Suppose $A$ and $B$ are two real symmetric $n \times n$ matrices (If simpler, consider $A$ and $B$ to be 0/1 matrices, say, adjacency matrices of d-regular graphs).
Then $||AB||_{op} \leq ||A||_{op}||B||_{op}$ since the operator norm is sub-multiplicative. Let us fix the operator norm to be the 2-norm or the one induced by the Euclidean vector norm.
I would like to increase this gap using a signature matrix $\tilde{I}$. Intuitively, I am just negating certain columns of $A$ (or equivalently, certain rows of $B$).
How small can we make the ratio (by a good choice of $\tilde{I}$):
\begin{equation}\frac{||A\tilde{I}B||_{op}}{||A||_{op}||B||_{op}}\end{equation}
Moreover, is there a constant $C$ such that \begin{equation}\frac{||A\tilde{I}B||_{op}}{||A||_{op}||B||_{op}} \leq C\end{equation} and \begin{equation}\frac{||B\tilde{I}A||_{op}}{||B||_{op}||A||_{op}} \leq C\end{equation} and can we find such an $\tilde{I}$?
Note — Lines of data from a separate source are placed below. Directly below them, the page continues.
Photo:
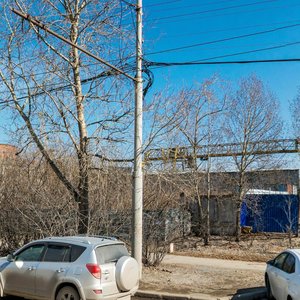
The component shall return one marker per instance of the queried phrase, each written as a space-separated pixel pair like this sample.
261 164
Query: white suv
70 268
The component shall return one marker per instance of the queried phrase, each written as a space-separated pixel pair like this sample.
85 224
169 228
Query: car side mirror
10 258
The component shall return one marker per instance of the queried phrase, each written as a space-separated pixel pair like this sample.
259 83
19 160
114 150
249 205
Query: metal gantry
221 150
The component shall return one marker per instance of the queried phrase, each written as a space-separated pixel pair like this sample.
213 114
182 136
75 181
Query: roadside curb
173 296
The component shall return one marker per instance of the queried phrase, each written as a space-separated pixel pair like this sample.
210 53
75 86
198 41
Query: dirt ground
216 281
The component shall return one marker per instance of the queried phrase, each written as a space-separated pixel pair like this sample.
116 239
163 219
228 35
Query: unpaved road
192 275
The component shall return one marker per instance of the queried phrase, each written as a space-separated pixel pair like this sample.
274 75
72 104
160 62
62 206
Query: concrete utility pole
137 199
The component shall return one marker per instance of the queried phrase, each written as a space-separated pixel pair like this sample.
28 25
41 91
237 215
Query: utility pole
137 199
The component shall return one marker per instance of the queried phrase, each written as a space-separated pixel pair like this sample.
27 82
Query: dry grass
252 247
190 279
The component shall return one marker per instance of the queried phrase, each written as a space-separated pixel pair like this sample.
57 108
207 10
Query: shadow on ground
256 293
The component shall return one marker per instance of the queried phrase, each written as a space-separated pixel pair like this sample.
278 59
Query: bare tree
253 116
198 110
69 105
295 109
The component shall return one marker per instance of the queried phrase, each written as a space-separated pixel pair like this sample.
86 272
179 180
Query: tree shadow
255 293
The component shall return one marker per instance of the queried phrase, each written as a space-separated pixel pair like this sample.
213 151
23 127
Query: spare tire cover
127 273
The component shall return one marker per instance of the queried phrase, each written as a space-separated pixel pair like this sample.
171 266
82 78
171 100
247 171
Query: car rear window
76 252
63 253
110 253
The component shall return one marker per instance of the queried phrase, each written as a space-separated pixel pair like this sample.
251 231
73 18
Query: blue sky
184 23
170 24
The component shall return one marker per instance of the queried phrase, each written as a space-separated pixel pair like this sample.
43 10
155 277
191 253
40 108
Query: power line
161 3
191 63
227 29
212 10
223 14
223 40
193 6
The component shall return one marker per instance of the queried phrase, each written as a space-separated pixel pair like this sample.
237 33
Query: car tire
268 287
127 273
67 293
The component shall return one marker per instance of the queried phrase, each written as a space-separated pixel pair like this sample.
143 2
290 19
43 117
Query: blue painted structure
270 212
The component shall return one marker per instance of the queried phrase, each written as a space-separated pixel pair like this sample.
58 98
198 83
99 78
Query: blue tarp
270 213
Ideally I hope for a bound around $\tan^2(\pi/8)$ :) Is this part of a general theory of trying to "almost orthogonalize" matrices and are there any good relevant references? I came across Grothendeick's Inequality while searching for relevant info, but not sure how related it is.
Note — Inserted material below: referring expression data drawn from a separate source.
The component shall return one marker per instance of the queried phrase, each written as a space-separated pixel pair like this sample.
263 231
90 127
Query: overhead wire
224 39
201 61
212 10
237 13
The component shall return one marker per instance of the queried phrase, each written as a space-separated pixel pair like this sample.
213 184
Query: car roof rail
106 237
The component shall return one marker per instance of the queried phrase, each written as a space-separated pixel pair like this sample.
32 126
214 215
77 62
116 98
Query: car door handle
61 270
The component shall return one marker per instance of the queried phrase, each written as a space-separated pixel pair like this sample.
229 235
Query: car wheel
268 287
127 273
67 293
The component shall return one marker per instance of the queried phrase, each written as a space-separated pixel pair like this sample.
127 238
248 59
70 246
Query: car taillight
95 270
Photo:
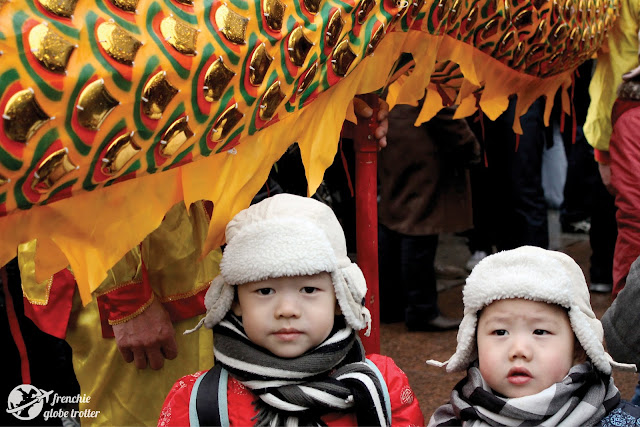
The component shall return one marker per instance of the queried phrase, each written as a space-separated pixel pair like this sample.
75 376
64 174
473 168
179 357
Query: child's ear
235 307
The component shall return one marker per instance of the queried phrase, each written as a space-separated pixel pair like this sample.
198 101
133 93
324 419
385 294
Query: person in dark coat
424 191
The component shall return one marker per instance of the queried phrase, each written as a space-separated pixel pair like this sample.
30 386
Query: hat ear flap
217 300
466 351
351 288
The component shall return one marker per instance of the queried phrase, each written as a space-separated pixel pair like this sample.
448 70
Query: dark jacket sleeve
621 320
626 414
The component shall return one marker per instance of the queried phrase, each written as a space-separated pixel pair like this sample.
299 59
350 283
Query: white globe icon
25 401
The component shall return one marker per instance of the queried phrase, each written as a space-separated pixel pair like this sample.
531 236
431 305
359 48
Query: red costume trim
52 315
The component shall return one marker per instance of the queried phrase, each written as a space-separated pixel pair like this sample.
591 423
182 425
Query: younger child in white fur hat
284 312
532 348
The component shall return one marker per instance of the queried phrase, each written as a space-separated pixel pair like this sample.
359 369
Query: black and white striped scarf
583 398
332 377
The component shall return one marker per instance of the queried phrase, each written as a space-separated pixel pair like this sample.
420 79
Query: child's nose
288 307
520 348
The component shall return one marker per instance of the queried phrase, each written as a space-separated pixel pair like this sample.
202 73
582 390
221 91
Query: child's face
524 346
287 315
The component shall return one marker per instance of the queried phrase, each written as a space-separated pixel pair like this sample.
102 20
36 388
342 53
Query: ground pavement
410 350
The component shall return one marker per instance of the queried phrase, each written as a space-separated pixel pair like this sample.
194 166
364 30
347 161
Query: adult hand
148 338
363 110
605 174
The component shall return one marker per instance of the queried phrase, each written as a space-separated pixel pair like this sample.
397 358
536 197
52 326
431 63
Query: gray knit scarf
582 398
332 377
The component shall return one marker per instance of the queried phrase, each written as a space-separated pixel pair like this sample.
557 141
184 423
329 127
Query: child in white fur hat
532 348
284 312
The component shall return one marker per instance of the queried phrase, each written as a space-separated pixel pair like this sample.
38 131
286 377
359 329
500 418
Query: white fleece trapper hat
287 235
535 274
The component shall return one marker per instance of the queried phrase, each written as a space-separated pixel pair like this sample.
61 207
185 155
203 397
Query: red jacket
405 410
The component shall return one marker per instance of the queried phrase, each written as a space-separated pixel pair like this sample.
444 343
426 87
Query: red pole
366 148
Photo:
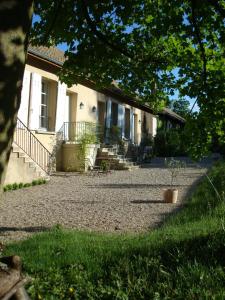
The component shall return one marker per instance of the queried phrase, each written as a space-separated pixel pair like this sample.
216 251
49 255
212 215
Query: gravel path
122 201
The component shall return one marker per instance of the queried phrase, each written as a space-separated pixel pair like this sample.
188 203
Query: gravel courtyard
122 201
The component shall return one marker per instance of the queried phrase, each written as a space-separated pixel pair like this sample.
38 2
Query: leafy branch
201 45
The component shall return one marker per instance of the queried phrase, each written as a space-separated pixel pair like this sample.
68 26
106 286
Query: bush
169 143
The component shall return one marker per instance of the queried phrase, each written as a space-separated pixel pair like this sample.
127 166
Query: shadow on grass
25 229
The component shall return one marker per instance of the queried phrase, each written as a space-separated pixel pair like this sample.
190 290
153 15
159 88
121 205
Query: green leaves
139 44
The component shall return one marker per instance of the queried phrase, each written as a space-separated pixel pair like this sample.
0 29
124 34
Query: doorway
127 123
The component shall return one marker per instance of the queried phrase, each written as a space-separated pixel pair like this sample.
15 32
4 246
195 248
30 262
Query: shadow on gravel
147 201
130 186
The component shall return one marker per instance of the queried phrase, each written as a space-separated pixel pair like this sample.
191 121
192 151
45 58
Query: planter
170 195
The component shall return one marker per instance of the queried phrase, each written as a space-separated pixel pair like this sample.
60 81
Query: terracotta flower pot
170 195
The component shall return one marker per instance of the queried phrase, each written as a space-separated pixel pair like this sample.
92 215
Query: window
44 105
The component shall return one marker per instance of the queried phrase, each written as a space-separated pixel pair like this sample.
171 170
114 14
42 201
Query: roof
56 56
52 54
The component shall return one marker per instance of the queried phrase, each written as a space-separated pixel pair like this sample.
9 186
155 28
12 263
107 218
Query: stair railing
28 142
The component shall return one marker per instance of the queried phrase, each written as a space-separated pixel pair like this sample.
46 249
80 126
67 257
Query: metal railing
75 131
28 142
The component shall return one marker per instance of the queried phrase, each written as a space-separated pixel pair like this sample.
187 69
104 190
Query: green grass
16 186
184 259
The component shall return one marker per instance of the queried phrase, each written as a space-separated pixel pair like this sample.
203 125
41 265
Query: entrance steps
22 169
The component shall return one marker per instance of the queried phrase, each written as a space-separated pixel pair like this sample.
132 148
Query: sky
64 47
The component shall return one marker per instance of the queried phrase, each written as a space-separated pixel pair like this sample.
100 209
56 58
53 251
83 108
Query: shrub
169 143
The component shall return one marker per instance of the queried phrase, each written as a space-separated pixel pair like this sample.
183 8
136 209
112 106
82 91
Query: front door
127 123
101 117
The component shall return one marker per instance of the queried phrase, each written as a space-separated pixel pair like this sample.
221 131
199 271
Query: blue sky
63 47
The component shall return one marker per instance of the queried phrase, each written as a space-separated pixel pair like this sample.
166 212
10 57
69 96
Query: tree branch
55 16
201 45
100 35
217 7
110 44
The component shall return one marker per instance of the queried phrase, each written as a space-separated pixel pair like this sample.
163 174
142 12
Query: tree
15 22
180 106
138 43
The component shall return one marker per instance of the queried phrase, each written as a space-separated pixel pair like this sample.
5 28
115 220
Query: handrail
28 142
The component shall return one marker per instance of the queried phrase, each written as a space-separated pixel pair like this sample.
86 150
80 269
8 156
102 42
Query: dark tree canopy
139 44
180 106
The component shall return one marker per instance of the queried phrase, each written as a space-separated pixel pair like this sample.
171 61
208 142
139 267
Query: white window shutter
131 124
154 126
108 113
35 101
61 106
25 94
121 118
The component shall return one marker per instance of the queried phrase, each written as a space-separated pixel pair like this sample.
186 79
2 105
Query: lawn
184 259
Edit: If $A$ and $B$ are both identity matrices for instance (or diagonal matrices), clearly nothing can be done. The context for this question is that the adjacency matrix of a d-regular graph has been split into the adjacency matrices of two d/2-regular edge-disjoint spanning subgraphs. The question might be more meaningful in this context.
Clearly, it cannot be a constant for all $A$ and $B$ but in this context, it would help if the bound depends on $||A+B||,||A||$ and $||B||$.
If $A$ and $B$ are diagonal matrices, the signature matrix doesn't affect $\|A \tilde{I} B \|$.